Wardruna - Kvitravn
Dernière mise à jour : 3 avr. 2021

A l’ombre du monstre de neige, je reprends mon souffle, mes poumons semblent se geler alors que la langue de glace pénètre dans ma gorge. Essoufflé, je lève lentement la tête vers le ciel, le soleil perce le flan de la montagne entre les sapins acérés, m’éblouissant de ses rayons ardents et réchauffant doucement mon visage endolori. Derrière moi, en contrebas, la vallée se glisse aux pieds du géant de pierre comme un serpent vert fendu d’un dos gris profond, la rivière coule lentement vers les fjords recouverts d’éclats de diamants qui s’étendant jusqu’à l’horizon.

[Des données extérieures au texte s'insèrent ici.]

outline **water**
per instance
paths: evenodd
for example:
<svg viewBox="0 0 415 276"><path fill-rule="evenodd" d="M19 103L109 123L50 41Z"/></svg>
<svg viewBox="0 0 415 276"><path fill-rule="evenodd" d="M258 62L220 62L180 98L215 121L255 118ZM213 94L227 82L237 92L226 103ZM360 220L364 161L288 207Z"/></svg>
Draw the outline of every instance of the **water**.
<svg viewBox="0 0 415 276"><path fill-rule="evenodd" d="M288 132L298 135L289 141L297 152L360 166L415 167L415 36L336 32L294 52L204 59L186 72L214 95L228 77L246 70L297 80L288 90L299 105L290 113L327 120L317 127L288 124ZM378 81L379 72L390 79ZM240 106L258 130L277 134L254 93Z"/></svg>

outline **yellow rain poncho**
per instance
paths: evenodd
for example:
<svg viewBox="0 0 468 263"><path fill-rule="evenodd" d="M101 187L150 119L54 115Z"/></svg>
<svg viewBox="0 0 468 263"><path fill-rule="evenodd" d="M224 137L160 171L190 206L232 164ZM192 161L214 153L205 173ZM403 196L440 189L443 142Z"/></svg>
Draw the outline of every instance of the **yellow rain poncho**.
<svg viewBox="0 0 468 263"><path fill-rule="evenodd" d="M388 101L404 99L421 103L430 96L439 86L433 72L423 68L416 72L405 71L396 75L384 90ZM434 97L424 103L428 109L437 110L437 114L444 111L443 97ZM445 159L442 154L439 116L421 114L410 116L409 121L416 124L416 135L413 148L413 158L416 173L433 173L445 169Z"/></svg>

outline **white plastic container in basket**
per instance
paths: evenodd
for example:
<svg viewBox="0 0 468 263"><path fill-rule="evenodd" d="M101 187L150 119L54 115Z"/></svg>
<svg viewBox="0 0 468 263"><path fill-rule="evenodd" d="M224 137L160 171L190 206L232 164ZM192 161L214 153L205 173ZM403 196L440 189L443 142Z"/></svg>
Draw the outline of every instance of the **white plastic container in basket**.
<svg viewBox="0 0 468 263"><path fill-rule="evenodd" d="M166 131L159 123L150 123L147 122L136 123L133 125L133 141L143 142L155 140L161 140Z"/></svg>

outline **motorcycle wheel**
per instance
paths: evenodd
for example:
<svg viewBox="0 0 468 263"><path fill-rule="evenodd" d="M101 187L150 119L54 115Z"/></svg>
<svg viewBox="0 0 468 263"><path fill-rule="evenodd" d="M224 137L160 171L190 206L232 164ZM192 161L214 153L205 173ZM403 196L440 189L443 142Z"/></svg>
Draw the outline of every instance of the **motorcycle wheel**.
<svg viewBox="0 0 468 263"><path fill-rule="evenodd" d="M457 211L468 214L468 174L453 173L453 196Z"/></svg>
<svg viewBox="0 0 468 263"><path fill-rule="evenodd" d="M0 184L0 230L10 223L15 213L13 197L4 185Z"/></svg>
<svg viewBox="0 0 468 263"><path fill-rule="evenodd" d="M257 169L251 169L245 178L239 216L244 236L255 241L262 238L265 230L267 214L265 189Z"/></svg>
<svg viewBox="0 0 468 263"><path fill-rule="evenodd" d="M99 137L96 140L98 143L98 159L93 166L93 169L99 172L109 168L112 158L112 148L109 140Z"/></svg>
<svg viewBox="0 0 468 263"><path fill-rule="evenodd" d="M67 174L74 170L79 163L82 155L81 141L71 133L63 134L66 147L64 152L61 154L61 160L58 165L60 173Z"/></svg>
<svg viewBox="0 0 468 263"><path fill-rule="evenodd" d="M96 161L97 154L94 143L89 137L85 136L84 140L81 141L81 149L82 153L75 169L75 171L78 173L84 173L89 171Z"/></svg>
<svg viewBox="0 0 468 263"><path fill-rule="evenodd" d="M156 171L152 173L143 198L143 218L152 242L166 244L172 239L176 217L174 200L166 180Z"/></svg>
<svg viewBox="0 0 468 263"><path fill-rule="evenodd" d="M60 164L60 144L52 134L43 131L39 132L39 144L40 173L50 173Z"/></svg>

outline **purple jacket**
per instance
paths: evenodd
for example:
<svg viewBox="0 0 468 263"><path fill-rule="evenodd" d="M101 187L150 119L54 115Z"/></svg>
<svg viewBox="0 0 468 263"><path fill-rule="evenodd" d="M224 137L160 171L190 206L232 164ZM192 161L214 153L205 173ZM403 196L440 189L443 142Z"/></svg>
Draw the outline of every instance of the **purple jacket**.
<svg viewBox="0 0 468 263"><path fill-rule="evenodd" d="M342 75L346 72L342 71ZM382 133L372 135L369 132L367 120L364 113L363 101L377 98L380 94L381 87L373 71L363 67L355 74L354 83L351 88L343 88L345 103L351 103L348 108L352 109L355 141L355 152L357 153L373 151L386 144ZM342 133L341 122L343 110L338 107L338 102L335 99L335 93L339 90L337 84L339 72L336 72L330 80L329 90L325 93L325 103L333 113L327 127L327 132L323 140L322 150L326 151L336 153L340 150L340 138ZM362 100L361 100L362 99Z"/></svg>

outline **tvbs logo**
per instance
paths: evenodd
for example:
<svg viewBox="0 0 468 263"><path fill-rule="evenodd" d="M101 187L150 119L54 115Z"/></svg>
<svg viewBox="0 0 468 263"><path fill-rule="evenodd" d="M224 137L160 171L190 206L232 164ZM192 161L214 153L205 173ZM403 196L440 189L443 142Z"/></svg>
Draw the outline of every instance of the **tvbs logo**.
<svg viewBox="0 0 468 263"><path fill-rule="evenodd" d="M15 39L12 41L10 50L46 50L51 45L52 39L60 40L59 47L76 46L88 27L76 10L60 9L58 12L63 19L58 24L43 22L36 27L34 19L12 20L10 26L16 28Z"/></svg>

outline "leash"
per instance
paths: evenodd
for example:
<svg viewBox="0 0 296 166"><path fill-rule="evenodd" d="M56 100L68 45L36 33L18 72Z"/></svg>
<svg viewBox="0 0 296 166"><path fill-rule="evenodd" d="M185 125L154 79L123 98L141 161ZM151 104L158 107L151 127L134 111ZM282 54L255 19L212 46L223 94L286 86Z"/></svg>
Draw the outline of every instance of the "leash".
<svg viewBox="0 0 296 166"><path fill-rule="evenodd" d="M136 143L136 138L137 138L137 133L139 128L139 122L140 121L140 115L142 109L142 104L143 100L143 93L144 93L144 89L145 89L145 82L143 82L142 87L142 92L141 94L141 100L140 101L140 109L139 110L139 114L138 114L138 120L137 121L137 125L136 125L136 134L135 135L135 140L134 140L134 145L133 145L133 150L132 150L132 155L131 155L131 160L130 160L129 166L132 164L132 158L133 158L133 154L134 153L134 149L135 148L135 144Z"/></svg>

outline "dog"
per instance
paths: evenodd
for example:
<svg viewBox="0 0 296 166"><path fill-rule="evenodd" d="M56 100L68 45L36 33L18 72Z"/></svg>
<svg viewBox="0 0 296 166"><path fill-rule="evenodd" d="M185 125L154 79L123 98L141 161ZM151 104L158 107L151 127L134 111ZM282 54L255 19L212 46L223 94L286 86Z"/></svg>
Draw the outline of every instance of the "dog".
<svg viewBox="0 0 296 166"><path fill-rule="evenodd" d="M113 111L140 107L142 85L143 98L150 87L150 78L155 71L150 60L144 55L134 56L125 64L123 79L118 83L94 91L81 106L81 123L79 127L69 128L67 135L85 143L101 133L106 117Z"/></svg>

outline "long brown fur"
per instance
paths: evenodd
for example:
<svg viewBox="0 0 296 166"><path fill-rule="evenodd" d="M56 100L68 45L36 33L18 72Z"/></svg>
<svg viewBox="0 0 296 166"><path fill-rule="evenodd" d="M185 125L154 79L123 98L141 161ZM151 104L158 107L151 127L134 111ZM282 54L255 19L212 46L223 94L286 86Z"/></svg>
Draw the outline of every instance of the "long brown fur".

Je ne sens plus mes jambes, mes pieds encore moins, mon cœur bas violemment sur mes tempes, mon esprit s’égare un instant, j’entends pourtant toujours cet appel, ce cri rauque et perçant, lancinant. Entre les troncs droits comme des lances, j’entrevois des silhouettes tordues, des corps velus étrangement arc-boutés au-dessus de la neige épaisse qui semblent surgir de nulle part pour disparaître aussitôt.
Chassant les esprits de la forêt de mon esprit, je reprends ma lente ascension, maudissant les dieux de m’affliger une telle épreuve. Mon bâton fait de trois branches de cèdre entrelacées me meurtri la main gauche, mon bras ankylosé le soulève lentement, privé de sa force légendaire.
Finalement j’entrevois ma destination, à travers les rayons dorés du soleil, un gros promontoire rocheux surgit de la neige, telle la lame d’une épée qui transperce une poitrine blanche.
Utilisant mes dernières ressources pour atteindre la roche salvatrice, je me hisse péniblement sur la plate-forme froide et glissante recouverte d’une légère couche de glace, telle du verre liquide figé par une magie ancestrale.
Debout sur mes deux jambes, le dos droit et la tête fière, je fais face à la grotte sacrée, entourée de chaos rocheux titanesques, elle fend la montagne en une plaie impressionnante, réalisée par quelques hâches de créatures gigantesques issues du fin fond des âges.
Mon regard tente de percer l’abysse et de voir ce qui se cache au-delà de cette entrée, mais en vain. Je décide alors d’approcher lentement, mon sang semble se réchauffer comme par magie et mon esprit s’empli des cris incessants qui m’ont guidés jusqu’ici puis brusquement le silence, doucement interrompu par la brise glaciale de Norvège. Deux corbeaux se posent alors au bord du promontoire, l’un noir comme la nuit, l’autre blanc comme la neige. Ils me regardent d’un œil et croassent doucement comme s’ils m’invitaient à entrer.
Alors, comme sous l’impulsion d’une force bien au-dessus de moi, je me mets en mouvement et pénètre dans le corps de la montagne. Je ne sais combien de temps j’ai marché ainsi, perdu dans l’obscurité complète, perdant petit à petit toute notion de temps et d’espace, jusqu’à ce qu’un son parvienne à mon oreille. D’abord qu’un lointain soupir, puis un rythme lent et répétitif, une respiration, un battement de cœur qui n’est pas le mien . Une masse immense semble alors se mettre en mouvement près de moi et soudain un corps massif recouvert d’une fourrure chaude m’enlace brutalement avec une force incroyable. Je tente vainement de me dégager de l’emprise toute puissante lorsque que je sens une vive morsure au niveau de mon bras droit, puis un coup violent semble m’arracher la moitié du ventre.
La vie s’écoule lentement de mon corps alors que la bête se nourri de moi, les coups répétés font basculer mon esprit, je vois des yeux de loups me regarder à travers la pénombre, j’entends le cris des corbeaux, mon âme se détache du monde des hommes.
Alors que la douleur s’en va, je surplombe mon corps dépecé, déchiqueté par un ours immense qui interrompt alors son festin pour me fixer un instant, comme s’il voulait me dire quelque chose. Il est temps pour moi le temps de m’envoler, libre, au-dessus des forêts sombres, des fjords brillants, de mers dansantes. Je fus un temps un loup blanc dévorant un cerf, un aigle plongeant entre des nuages grands comme des montagnes, la baleine planant au-dessus des étendus sablonneuses des fonds marins, le renard traçant son chemin dans la neige à la recherche de ses petits. Je suis la nature, je suis un tout car me voilà tel que je suis, l’homme fait animal, la sève de l’arbre de vie palpite en moi, nourri mon esprit, l’éternité s’ouvre à moi, la nature m’accueille en son sein, je suis ours. Enfin.